When people say “we’re going solar,” they might be talking about three completely different things. The difference comes down to one simple question: who owns the system on your roof?
Direct Ownership: Cash and Loans
In a cash purchase, you own the equipment outright. The system produces electricity for your home and reduces how much power you buy from the utility. There’s no monthly solar payment, just the upfront investment and normal maintenance over time. A solar loan works much the same way except you finance the system and pay it off over time. You still own the equipment and benefit from the electricity it produces, which is why many homeowners use loans to go solar without a large upfront payment.
If you choose a loan, look for transparency. Some solar loans include “dealer fees” rolled into the total, which increases the financed price compared to the cash price. Asking to see both the cash price and the financed price can make it easier to understand what you’re actually paying.

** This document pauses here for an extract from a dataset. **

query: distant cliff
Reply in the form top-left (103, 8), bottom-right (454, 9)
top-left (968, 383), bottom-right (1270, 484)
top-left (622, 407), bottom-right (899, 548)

Third-Party Ownership: Leases and PPAs
The third model is third-party ownership, usually structured as a lease or a power purchase agreement (PPA). This works differently because the system on your roof is owned by a financing company rather than the homeowner. In practice it creates a three-way relationship: the homeowner hosting the system, the solar contractor who installs it, and the company that owns the equipment and collects the payments. Instead of buying the system, you agree to pay either a monthly lease payment or a rate for the electricity the system produces.
The advantage is that upfront costs are often very low and the system is typically monitored and maintained by the company that owns it. The tradeoff is that the long-term economics work differently because the equipment is not yours. The financing company is essentially operating a small power plant on your roof and selling the electricity back to you under the terms of the agreement. These agreements can also attach obligations to the property itself, which means if the home is sold the buyer may need to assume the agreement or the contract may need to be resolved as part of the sale.
Choosing Your Model
None of these models are automatically right or wrong. They simply serve different goals. Cash or loan ownership tends to produce the strongest long-term savings because the homeowner ultimately owns the equipment. Third-party ownership tends to appeal to homeowners who prefer minimal upfront cost and a simpler monthly arrangement. The most important thing is understanding which model you’re being offered and how the numbers work over time.